Charles Blackman, one of Australia’s most acclaimed living artists, suffers from Korsakoff’s syndrome, a dementia-like memory disorder most commonly brought on by alcoholism.
Tom Lowenstein was appointed as his Power of Attorney. He recently urged the trustees of the Portia Geach Memorial Award to remove a painting of Blackman from view stating that the work is “terrible”.
Blackman has moments of lucidity and made the comment that it is a terrible painting which is why Lowenstein asked that it be withdrawn; the trustees rejected the request.
A power of attorney is a legal document that appoints and authorises someone to act on your behalf in the areas of property and financial management.
A power of attorney does not authorise anyone to make decisions, relating to lifestyle, health or personal affairs; if you want to do that you need to appoint an enduring guardian.
The person who makes the power of attorney is known as the principal; the person appointed to act for them is known as the attorney. An ‘attorney’ means your authorised representative, this is usually a family member or close friend.
You can appoint an attorney for:
- a limited period, or
- an indefinite period.
You might draw up a limited power of attorney to enable your attorney to act for you when you are overseas, or to deal with a specific situation in another state or overseas.
A power of attorney that is unlimited as to time applies until you die or revoke it.
If you want your power of attorney to still be valid even if you lose your mental capacity after you make it, you must make an enduring power of attorney.
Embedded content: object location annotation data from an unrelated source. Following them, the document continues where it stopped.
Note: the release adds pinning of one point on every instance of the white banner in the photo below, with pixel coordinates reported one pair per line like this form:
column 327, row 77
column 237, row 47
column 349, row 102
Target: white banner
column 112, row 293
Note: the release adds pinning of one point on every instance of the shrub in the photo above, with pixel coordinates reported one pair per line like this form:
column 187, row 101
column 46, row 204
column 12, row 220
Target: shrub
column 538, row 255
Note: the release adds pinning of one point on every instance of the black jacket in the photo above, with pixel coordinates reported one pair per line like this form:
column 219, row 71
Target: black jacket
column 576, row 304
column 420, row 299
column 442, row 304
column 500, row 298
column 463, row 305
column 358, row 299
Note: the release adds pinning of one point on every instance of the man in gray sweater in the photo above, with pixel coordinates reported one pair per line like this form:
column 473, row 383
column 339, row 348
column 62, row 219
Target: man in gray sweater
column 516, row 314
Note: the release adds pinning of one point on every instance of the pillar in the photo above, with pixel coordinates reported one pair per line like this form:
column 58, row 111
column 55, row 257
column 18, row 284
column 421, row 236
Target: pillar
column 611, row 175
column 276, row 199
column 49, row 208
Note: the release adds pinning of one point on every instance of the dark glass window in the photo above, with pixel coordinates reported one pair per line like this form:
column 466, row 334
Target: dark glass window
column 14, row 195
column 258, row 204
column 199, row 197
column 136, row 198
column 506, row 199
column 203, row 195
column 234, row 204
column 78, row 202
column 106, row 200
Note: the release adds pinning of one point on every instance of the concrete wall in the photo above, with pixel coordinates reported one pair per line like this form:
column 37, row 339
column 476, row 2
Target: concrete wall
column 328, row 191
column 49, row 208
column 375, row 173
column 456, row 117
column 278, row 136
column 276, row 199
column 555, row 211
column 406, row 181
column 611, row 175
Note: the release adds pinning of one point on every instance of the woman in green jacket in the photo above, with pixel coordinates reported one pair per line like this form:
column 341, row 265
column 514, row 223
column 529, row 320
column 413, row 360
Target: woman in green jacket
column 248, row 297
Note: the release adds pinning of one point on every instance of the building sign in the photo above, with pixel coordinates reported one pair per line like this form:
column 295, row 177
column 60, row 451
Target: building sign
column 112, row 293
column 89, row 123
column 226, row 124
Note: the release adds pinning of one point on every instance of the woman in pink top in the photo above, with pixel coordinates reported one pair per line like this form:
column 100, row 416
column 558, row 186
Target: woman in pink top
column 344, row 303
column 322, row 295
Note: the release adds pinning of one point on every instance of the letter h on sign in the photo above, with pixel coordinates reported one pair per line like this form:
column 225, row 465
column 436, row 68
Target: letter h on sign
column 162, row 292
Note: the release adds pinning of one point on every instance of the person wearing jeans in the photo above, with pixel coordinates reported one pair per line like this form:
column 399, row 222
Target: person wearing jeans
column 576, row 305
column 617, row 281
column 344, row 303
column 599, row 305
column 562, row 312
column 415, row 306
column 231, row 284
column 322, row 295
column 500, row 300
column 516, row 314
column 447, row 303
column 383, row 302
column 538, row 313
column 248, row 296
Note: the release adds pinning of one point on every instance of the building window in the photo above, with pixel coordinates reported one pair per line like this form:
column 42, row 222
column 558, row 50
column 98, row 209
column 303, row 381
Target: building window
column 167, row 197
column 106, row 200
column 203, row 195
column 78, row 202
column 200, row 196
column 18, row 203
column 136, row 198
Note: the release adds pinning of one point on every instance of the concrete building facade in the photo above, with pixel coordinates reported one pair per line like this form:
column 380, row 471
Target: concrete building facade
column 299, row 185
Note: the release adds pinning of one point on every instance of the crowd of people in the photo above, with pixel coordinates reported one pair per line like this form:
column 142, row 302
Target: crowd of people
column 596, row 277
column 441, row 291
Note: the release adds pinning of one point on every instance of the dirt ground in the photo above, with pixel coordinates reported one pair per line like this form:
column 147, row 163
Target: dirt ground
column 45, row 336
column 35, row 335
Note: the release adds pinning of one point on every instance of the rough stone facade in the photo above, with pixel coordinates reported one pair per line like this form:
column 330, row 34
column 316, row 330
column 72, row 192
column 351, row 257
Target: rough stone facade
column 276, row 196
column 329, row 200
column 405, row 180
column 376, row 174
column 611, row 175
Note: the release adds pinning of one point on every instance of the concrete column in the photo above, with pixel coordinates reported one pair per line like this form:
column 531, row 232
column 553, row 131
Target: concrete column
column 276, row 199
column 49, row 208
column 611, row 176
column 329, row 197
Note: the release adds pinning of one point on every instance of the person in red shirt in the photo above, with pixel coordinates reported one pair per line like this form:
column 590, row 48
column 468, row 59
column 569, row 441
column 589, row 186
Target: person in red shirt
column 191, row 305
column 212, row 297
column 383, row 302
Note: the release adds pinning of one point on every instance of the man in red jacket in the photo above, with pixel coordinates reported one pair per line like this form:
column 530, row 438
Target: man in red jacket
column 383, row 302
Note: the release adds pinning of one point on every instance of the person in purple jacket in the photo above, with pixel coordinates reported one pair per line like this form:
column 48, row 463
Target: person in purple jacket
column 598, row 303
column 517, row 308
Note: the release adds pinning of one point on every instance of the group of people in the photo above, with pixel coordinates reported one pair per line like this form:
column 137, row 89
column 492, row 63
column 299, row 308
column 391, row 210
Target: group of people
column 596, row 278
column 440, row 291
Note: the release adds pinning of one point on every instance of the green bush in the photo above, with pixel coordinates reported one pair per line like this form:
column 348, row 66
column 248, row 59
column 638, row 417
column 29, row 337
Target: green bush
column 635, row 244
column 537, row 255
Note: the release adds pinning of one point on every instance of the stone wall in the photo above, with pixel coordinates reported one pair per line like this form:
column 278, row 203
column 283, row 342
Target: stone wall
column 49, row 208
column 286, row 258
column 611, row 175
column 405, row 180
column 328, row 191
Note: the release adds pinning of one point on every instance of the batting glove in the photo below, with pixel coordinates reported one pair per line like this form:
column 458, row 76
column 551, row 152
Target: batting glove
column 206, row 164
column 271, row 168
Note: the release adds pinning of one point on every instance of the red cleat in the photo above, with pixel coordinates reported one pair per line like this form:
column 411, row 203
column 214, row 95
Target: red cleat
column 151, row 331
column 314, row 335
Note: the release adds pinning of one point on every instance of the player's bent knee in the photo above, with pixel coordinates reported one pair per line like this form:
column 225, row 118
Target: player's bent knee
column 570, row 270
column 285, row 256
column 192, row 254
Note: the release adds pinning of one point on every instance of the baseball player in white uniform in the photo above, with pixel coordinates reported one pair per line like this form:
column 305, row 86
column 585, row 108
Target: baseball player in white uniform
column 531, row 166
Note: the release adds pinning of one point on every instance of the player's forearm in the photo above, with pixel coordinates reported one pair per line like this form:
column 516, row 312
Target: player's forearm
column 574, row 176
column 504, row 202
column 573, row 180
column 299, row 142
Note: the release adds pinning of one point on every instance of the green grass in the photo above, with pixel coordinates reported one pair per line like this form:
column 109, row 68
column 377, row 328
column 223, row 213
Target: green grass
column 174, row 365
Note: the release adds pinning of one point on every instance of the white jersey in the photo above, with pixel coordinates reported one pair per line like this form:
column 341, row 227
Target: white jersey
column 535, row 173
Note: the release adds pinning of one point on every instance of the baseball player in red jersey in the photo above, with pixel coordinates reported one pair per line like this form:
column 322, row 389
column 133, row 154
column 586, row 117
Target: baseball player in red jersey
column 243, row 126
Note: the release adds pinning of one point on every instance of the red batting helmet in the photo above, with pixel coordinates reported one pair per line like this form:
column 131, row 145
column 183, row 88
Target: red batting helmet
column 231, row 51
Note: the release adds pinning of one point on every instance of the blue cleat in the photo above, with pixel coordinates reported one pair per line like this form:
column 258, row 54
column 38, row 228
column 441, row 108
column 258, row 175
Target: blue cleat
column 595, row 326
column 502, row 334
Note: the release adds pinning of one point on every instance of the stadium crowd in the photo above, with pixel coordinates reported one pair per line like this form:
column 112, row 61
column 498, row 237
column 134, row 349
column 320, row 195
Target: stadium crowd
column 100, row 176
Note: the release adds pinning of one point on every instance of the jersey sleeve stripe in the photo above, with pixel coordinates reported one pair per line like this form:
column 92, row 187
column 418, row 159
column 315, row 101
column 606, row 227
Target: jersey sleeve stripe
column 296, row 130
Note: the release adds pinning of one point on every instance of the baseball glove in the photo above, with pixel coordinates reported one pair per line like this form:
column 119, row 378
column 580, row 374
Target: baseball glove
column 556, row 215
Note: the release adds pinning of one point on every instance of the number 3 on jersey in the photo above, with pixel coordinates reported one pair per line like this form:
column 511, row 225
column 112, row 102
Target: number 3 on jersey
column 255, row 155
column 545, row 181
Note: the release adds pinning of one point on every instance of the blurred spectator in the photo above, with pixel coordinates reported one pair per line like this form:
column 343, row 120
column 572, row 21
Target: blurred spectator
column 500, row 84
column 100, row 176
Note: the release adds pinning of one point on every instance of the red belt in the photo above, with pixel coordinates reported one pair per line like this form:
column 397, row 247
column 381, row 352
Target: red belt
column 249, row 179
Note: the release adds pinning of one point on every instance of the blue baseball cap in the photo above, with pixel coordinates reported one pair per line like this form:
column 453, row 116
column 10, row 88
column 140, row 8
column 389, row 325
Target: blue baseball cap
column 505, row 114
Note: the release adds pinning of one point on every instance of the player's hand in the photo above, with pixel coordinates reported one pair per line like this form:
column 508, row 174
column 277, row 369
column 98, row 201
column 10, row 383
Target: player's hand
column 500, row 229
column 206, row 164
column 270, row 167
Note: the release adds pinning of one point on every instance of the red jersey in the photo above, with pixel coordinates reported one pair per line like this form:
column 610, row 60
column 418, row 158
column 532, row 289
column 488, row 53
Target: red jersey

In this case, the power of attorney must be explained to you by a prescribed person – usually a lawyer, who must sign a certificate stating that you understood the effect of giving an enduring power of attorney – that is, that the power of attorney will still be valid if you lose your mental capacity.
The attorney has full authority to deal with your affairs, therefore you must appoint someone you trust and who will act responsibly.
The attorney must
- act with good faith and
- tell you of any conflict of interest that may influence their ability to act responsibly and genuinely on your behalf.
A power of attorney will operate until:
- you cancel it
- your attorney no longer wants to act
- the Supreme Court or Guardianship Tribunal makes an order affecting the power of attorney.
- the attorney or the principal becomes bankrupt or dies
- the attorney loses their mental capacity (unless it is an enduring Power of Attorney).